South Australia's Liberal Party enters Saturday's state election facing not merely defeat but potential generational collapse. The opposition is not simply trailing Labour; early polling suggests it risks being overtaken by One Nation, a moment that would reshape conservative politics nationally and test whether populist discontent can convert into parliamentary seats.
Ashton Hurn has served as the leader of the Opposition in South Australia since 2025, taking over the role in December after the resignation of her predecessor Vincent Tarzia. Her promotion marks the fourth consecutive leadership change for the party in less than four years, a churn that has become central to Labour's campaign narrative. Attack advertisements circulating through Adelaide refer directly to that chaos: "four leaders in four years", the ads remind voters, before cataloguing scandals that have engulfed the party. Polls have suggested that One Nation will record a higher primary vote than the Liberal Party, between 19% and 28% compared to the Liberal's 16.5% and 20%.
At 35 years old, Hurn is a talented operator and member for the Barossa Valley seat of Schubert. But talent and ambition matter little in arithmetic. Labour won 27 seats in the House of Assembly at the 2022 election while the Liberal Party won only 16 seats, and the party now defends just 13 seats as five have been lost to by-election defeats. With a two-party preferred margin of between 18 and 26 percentage points in Labour's favour, the mathematics of a recovery simply do not exist.
Labour's dominance is not incidental but structural. A majority of 61% of electors approve of the way Peter Malinauskas is handling his job as Premier. The Premier has pursued major sporting events including AFL Gather Round, LIV Golf and MotoGP while overseeing strong economic growth, and those investments have paid electoral dividends even as failures on ambulance ramping and rising state debt have failed to dent his standing. For the past six decades, South Australian politics has been characterised by long periods of Labour domination interrupted by short-lived Liberal governments, with the Liberal Party spending a mere 17.5 years in government since 1965.
Yet the Liberals' crisis runs deeper than normal swing. The party's rural base is fragmenting under pressure from One Nation, whilst Labour is advancing into once-safe suburban territory. The Barossa Valley town of Tanunda, where Hurn made campaign stops this week, embodied the problem: One Nation now regularly outpolls the Liberals in regional South Australia. Exclusive polling showed One Nation pulling 39 per cent of the vote in regional and rural SA compared to the Liberal's 15 per cent.

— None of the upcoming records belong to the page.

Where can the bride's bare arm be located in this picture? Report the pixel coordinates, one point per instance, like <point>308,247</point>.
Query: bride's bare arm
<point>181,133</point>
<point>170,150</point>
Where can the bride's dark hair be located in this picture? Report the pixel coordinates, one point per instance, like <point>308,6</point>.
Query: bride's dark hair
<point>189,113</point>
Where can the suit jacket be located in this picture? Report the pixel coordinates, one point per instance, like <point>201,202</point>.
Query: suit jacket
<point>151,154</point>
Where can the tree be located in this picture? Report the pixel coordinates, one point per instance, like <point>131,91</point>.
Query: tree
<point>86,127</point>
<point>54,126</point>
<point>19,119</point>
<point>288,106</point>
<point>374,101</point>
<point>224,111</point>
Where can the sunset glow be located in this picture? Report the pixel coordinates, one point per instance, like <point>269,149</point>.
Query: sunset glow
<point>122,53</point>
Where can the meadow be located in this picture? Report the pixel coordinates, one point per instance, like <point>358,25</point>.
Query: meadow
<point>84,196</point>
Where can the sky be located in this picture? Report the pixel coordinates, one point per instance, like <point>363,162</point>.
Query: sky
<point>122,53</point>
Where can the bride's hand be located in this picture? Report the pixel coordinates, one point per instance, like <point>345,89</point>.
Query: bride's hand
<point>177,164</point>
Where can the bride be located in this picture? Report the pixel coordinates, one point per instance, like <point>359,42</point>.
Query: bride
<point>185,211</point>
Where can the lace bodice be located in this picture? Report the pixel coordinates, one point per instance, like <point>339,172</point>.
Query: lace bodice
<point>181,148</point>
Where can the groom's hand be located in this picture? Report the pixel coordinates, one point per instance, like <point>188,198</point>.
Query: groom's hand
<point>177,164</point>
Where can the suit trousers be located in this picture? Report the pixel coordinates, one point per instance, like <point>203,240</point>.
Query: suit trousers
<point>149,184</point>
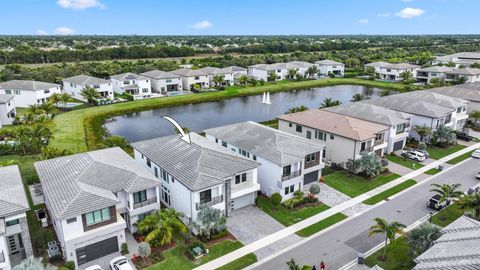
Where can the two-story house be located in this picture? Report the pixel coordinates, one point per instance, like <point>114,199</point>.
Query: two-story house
<point>399,123</point>
<point>287,161</point>
<point>92,197</point>
<point>198,174</point>
<point>164,82</point>
<point>15,242</point>
<point>7,109</point>
<point>136,85</point>
<point>344,137</point>
<point>29,92</point>
<point>76,84</point>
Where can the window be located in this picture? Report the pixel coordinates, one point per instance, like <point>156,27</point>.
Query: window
<point>71,220</point>
<point>97,216</point>
<point>140,196</point>
<point>205,196</point>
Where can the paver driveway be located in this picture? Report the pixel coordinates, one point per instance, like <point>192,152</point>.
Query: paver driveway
<point>250,224</point>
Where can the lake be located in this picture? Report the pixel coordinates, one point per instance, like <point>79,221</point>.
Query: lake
<point>197,117</point>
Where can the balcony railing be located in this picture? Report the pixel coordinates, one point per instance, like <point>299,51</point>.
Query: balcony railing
<point>215,200</point>
<point>145,203</point>
<point>291,175</point>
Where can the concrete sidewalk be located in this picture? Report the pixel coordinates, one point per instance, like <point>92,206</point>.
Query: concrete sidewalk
<point>272,238</point>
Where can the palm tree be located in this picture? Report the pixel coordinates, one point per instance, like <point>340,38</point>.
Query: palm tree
<point>329,102</point>
<point>90,94</point>
<point>161,226</point>
<point>389,229</point>
<point>447,192</point>
<point>471,202</point>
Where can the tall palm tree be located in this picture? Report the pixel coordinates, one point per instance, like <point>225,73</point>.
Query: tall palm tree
<point>161,226</point>
<point>447,192</point>
<point>329,102</point>
<point>389,229</point>
<point>90,94</point>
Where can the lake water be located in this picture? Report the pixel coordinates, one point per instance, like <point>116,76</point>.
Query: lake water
<point>197,117</point>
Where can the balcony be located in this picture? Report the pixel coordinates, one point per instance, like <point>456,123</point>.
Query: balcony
<point>291,175</point>
<point>145,203</point>
<point>215,200</point>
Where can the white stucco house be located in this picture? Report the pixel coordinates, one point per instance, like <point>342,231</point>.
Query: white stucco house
<point>198,174</point>
<point>15,244</point>
<point>75,85</point>
<point>7,109</point>
<point>163,82</point>
<point>29,92</point>
<point>287,161</point>
<point>136,85</point>
<point>93,197</point>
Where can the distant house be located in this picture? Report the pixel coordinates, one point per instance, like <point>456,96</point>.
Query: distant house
<point>399,122</point>
<point>15,243</point>
<point>198,174</point>
<point>327,67</point>
<point>75,85</point>
<point>29,92</point>
<point>191,77</point>
<point>344,137</point>
<point>92,197</point>
<point>288,162</point>
<point>136,85</point>
<point>7,109</point>
<point>164,82</point>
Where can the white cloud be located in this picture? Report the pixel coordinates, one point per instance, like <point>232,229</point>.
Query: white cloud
<point>408,13</point>
<point>80,4</point>
<point>363,21</point>
<point>202,25</point>
<point>64,31</point>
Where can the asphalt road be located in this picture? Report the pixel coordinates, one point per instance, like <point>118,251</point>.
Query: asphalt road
<point>341,245</point>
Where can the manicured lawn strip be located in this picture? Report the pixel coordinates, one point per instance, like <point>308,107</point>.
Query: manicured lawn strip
<point>356,185</point>
<point>80,130</point>
<point>405,162</point>
<point>285,216</point>
<point>389,192</point>
<point>398,256</point>
<point>321,225</point>
<point>439,152</point>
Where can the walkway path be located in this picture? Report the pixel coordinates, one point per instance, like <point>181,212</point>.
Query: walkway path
<point>272,238</point>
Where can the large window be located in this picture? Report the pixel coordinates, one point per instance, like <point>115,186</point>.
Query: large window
<point>97,216</point>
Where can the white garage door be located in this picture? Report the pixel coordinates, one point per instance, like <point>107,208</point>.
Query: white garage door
<point>243,201</point>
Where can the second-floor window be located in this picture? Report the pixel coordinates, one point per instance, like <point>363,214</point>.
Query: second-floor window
<point>97,216</point>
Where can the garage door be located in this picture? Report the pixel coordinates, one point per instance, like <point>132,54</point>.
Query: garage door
<point>242,201</point>
<point>97,250</point>
<point>310,177</point>
<point>398,145</point>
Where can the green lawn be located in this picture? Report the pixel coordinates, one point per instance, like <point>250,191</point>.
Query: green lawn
<point>285,216</point>
<point>398,256</point>
<point>389,192</point>
<point>356,185</point>
<point>321,225</point>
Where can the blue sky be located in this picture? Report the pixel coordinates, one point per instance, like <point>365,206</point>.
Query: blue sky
<point>250,17</point>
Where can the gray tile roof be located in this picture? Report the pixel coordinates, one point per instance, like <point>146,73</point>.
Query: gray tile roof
<point>85,80</point>
<point>371,113</point>
<point>27,85</point>
<point>198,165</point>
<point>274,145</point>
<point>12,196</point>
<point>85,182</point>
<point>458,248</point>
<point>158,74</point>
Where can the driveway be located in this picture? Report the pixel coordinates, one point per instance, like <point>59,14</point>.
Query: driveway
<point>249,224</point>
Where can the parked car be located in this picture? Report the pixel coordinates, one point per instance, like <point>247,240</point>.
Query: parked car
<point>434,203</point>
<point>121,263</point>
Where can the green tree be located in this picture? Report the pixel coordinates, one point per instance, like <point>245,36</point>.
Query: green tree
<point>390,230</point>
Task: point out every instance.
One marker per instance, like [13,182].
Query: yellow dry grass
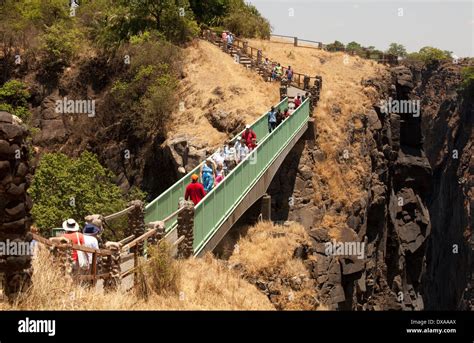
[267,253]
[205,284]
[268,247]
[244,94]
[342,97]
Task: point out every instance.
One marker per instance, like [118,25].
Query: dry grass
[342,99]
[205,284]
[243,94]
[266,255]
[268,247]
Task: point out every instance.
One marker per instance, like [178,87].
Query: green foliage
[467,74]
[211,12]
[14,99]
[60,43]
[397,49]
[355,47]
[174,19]
[65,187]
[146,94]
[429,54]
[159,273]
[245,20]
[336,46]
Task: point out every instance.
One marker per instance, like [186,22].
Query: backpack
[82,258]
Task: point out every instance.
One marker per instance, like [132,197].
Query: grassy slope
[244,94]
[342,96]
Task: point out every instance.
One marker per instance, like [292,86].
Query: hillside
[215,85]
[344,100]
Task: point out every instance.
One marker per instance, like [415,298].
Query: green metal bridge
[240,189]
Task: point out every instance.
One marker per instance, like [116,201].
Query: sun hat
[90,229]
[70,225]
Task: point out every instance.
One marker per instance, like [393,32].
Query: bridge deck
[244,185]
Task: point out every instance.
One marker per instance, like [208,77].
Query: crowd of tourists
[226,158]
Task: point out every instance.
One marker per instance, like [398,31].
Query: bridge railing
[168,202]
[223,199]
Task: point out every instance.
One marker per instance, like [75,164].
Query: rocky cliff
[447,127]
[414,218]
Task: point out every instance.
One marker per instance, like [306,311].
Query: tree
[354,47]
[430,54]
[246,21]
[14,99]
[336,46]
[397,50]
[467,74]
[174,18]
[210,12]
[65,187]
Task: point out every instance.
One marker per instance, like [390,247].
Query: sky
[447,25]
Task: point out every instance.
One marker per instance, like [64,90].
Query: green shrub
[336,46]
[429,55]
[146,94]
[159,272]
[245,20]
[467,74]
[14,99]
[65,187]
[397,50]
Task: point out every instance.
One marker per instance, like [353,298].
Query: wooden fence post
[185,228]
[15,203]
[136,223]
[112,266]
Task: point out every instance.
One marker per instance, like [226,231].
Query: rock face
[393,220]
[15,206]
[448,116]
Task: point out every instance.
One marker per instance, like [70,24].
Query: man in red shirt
[73,234]
[195,190]
[250,137]
[297,101]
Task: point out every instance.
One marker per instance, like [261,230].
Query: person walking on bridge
[271,119]
[289,75]
[297,101]
[81,263]
[195,190]
[208,174]
[230,40]
[250,137]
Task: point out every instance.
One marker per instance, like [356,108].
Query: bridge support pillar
[185,228]
[15,205]
[266,207]
[283,92]
[310,134]
[136,222]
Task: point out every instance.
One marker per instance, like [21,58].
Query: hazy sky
[444,24]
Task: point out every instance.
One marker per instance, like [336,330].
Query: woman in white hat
[72,233]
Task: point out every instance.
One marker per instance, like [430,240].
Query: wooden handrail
[72,246]
[137,240]
[118,214]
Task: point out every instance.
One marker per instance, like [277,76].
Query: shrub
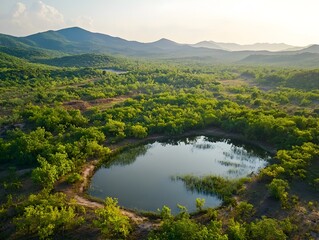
[110,220]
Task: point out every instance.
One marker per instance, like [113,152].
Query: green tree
[111,222]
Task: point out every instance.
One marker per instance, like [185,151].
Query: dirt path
[143,224]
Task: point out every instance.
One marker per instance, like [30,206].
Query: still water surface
[141,177]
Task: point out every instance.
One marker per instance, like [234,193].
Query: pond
[114,70]
[142,177]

Inside Liberal ranks, fundamental disagreement persists about the party's future direction. One faction argues the party must recapture voters drifting rightward on cost of living and law and order. Another warns that chasing those voters risks alienating the urban moderates needed to rebuild the party's city base. Liberal Senator Alex Antic, aligned with the party's conservative faction, criticised the disendorsement of a candidate during the campaign, warning that if such controversies forced candidates out "we might as well shut the doors on this election with one week to go". Antic has publicly flirted with defecting to One Nation, a sign of factions fracturing beyond repair.
The party's problems are not merely electoral but cumulative. Hurn initially stood by candidate Carston Woodhouse before reversing course within 24 hours after his "shocking and extreme" views on abortion, same-sex marriage and gender transitioning surfaced on a podcast. The episode exposed the deeper tensions. For many Liberal voters, the party has simply stopped being an obvious choice. Ashton Hurn's leadership approval sits at 25%, with 24% never having heard of her despite weeks of campaign activity.
One genuine uncertainty remains: whether One Nation's polling support will translate into lower house seats. The closest two-party preferred result is between One Nation at 52.5% and the L-NP at 47.5% in regional and rural seats, yet Labour's preferences will favour Independents and Liberal candidates ahead of One Nation. The electoral system works against minor parties. To win a seat, One Nation candidates must either top the primary vote or secure sufficient preferences to leapfrog both major parties. In some contests, that mathematics may prove impossible.
Inside the Liberal Party, there is acknowledgment that the moment for recovery may have passed. One senator remarked privately that given more time, Hurn might have changed the contest. But more time was not available. The party has exhausted its margin for error. Whether the Liberals emerge with eight seats or as few as three will shape the national conversation. A wipeout would not simply represent poor leadership or bad luck; it would signal that South Australia's electoral equilibrium has shifted decisively and perhaps permanently against the conservative side of politics. For a party that has governed only sporadically since 1965, Saturday may deliver the final verdict on a long decline.